The UX of the webstore starts early, usually long before they ever use your product. First, how did they find your webstore? Was it a friendly recommendation, advertising, or an organic Google search? What content does your Google search result display? Are you ranking high among the results? Are you running Adwords to list at the top of the searches? What are they searching for when they find you? All of these factors affect your customer’s user experience before they even visit your site.

Great UX takes UI into consideration every time because a bad delivery system will ruin the interaction. Website design is one of the best illustrations of this, particularly ones heavily loaded with rich, beautiful graphics. It looks amazing on your plugged in 100+ Mbps, desktop computer, but over half of internet users are now browsing on mobile devices. If UI was not considered in the design of a website that is using high-resolution, large file-size graphics, these users will become frustrated with the inability to render the site, and leave after 3 seconds.

However, good and effective UI is not dependent on UX. In fact, we see and even use these items every day, that deliver a fully functioning product without considering UX. A perfect example comes from the accredited father of User Experience, Don Norman and his famous Norman Door. (Go ahead and Google Norman Doors for a good laugh, I’ll wait.) These are doors that aren’t self-evident whether they swing in or out and require instructions on the door. The instructions are simply push or pull, but the point is that a door has a very limited function, open and close. This should be easy to convey how to use but is often not the case. We all have walked into a pull-style door, or tried to push open an out-swing door, usually with hard to read signage conveying their intent. The UI — to allow and passage in or out — still works fine when operated properly. The UX, however, feels like a door in your face.
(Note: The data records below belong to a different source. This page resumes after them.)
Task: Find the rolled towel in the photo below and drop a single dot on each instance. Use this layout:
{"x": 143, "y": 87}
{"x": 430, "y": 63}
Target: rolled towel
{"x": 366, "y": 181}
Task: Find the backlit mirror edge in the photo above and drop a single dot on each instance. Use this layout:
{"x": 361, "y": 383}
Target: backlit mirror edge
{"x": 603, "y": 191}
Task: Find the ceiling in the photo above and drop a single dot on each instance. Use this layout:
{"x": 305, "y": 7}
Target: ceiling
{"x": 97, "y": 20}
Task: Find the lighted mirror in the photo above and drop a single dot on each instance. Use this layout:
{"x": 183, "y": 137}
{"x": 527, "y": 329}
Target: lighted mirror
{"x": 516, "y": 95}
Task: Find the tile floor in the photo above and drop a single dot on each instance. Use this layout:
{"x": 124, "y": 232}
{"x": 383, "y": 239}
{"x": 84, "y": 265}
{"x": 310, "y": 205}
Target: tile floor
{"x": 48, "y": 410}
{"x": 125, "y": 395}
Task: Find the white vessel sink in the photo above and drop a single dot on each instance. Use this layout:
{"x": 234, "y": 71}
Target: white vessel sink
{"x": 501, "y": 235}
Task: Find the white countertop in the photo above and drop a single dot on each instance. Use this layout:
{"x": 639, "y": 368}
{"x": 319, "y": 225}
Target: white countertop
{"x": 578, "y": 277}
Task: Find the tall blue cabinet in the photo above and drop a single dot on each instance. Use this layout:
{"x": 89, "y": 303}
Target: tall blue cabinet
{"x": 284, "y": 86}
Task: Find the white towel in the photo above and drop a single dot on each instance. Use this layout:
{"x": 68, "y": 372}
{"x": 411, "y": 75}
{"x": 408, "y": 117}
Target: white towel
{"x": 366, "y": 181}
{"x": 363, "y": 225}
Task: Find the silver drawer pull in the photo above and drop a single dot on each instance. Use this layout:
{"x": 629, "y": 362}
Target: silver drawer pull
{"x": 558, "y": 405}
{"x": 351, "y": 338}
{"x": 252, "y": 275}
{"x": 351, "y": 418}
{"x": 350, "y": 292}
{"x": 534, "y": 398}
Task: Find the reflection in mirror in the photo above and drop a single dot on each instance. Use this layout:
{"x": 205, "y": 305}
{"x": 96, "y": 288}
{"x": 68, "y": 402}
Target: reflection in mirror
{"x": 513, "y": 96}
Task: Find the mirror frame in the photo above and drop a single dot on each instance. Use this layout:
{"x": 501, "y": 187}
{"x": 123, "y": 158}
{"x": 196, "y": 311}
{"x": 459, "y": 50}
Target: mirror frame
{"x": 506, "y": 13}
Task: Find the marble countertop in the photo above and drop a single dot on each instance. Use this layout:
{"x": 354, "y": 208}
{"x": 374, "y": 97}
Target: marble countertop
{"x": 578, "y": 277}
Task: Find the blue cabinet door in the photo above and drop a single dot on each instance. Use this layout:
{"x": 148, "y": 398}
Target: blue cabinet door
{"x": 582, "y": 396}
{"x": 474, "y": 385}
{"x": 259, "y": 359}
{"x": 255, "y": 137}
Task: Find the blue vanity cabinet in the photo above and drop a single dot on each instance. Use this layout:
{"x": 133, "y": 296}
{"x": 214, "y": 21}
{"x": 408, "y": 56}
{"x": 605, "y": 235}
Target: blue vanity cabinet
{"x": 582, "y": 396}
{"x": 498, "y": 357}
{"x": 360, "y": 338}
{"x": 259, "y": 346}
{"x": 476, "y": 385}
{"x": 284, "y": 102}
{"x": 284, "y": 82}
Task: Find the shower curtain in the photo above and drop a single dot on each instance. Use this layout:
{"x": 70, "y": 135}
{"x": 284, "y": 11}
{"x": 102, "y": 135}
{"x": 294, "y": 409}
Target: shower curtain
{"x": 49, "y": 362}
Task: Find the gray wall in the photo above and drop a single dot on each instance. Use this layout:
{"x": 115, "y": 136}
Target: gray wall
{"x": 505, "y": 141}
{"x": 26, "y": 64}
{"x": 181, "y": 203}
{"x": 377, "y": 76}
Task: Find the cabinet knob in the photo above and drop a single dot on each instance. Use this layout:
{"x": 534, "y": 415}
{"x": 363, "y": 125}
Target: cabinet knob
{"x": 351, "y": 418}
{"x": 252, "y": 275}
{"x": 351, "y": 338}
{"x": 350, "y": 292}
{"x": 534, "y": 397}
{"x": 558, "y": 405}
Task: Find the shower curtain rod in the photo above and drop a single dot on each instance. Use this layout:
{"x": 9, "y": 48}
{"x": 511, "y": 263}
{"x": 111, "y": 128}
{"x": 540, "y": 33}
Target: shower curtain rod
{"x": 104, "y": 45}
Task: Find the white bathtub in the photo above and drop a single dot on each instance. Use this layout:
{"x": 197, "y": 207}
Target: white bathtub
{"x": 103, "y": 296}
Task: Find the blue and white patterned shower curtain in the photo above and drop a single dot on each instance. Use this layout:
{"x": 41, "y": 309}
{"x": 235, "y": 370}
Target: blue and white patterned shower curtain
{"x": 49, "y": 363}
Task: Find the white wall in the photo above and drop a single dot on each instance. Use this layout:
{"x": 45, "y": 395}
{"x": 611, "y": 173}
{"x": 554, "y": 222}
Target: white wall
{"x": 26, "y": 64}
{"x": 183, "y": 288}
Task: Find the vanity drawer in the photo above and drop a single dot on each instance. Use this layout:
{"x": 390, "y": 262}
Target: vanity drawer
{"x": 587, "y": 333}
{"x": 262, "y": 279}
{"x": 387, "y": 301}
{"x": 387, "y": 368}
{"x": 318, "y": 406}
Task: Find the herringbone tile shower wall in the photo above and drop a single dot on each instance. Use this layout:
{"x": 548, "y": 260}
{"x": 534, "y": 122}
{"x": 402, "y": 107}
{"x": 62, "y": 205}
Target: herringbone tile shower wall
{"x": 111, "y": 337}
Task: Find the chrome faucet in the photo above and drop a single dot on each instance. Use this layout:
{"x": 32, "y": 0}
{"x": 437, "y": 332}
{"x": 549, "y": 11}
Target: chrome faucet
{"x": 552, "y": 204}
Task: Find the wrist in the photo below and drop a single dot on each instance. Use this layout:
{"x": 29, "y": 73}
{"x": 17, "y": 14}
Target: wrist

On the surface, user experience and user interface seem similar because of the strong correlation and overlap between the two. A great product cannot exist without both aspects considered carefully, though. How is your product being delivered? Is it being experienced the way it deserves? Without proper knowledge and a fusion of both UI and UX, it’ll be harder to facilitate better communication, problem-solving, design and ultimately, user experience.